It hasn’t been that long since employers who were interested in recruiting someone for employment would do a background and reference check without telling the individual he or she was being considered for the job. The rationale was that not informing the candidate meant the employer wouldn’t have to explain why a job offer wasn’t made, should something negative turn up in the background or reference report. In many instances where a background check was made without the prospective candidate’s permission, the individual would never even know he was being considered for the job!
This approach has been altered rather dramatically over the years. No longer can an employer carry out a background and reference check without the prospective candidate’s knowledge. Of course, the nature of the employment marketplace has changed, as well.
Employers are less reluctant to advertise that they have vacancies to fill, and most (but not all) employers know they must obtain written consent from the prospective candidate before starting a background or reference check.

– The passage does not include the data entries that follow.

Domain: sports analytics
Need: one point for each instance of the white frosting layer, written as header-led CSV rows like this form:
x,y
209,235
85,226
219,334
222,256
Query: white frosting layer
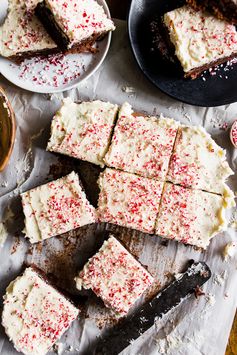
x,y
142,145
190,216
198,162
115,276
83,130
199,38
80,19
35,315
22,32
55,208
129,200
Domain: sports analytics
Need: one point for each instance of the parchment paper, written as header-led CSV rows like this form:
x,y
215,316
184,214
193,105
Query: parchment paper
x,y
197,327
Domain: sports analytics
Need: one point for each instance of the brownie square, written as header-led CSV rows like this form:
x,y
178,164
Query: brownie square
x,y
35,315
190,216
74,24
142,145
55,208
115,276
129,200
84,130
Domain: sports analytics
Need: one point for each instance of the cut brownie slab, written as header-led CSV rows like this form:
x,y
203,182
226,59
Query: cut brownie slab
x,y
75,23
115,276
198,162
129,200
55,208
142,145
35,315
83,130
22,35
200,40
190,216
223,9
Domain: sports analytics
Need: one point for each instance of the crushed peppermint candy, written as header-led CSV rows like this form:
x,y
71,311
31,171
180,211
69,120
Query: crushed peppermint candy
x,y
233,134
54,70
115,276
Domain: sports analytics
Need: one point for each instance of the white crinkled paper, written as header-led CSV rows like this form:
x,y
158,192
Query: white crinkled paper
x,y
197,326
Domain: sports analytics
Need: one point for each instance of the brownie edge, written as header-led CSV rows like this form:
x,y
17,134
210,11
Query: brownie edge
x,y
46,17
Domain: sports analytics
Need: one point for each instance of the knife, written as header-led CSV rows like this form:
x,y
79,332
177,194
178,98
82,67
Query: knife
x,y
133,327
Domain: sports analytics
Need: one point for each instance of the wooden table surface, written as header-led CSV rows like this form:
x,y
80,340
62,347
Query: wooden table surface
x,y
119,10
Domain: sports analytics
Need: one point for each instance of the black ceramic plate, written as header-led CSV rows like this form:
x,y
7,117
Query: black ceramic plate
x,y
220,89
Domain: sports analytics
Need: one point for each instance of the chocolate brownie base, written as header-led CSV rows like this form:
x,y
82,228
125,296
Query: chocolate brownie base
x,y
50,282
194,73
161,41
60,38
223,9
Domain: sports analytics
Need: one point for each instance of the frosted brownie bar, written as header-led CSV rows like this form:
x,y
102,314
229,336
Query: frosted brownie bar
x,y
223,9
198,162
200,40
115,276
142,145
129,200
22,35
75,23
35,315
55,208
83,130
190,216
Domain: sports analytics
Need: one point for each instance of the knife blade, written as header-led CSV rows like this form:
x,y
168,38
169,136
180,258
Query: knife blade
x,y
134,326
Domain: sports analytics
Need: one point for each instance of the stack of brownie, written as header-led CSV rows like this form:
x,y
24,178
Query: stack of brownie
x,y
35,27
161,178
199,35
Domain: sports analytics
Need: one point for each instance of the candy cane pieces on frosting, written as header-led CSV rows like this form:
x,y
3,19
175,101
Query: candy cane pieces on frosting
x,y
115,276
55,208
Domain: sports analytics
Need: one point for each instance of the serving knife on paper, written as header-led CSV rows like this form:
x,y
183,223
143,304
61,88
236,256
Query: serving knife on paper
x,y
170,297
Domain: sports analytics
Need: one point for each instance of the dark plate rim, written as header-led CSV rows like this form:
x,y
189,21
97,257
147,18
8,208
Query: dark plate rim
x,y
145,72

If a third-party vendor is used, the Fair Credit Reporting Act specifies that an “Adverse Action Notice” must be sent to the candidate for employment. It stipulates, “If a company denies an applicant work based on findings in a report, notification of the decision must be given to the potential hire so they can dispute any inaccurate information.” Applicants also have a right to receive a free copy of the document within 60 days of the decision.
However, before any of that can take place, the prospective candidate must give his express permission for anything to be verified or checked. Times have changed!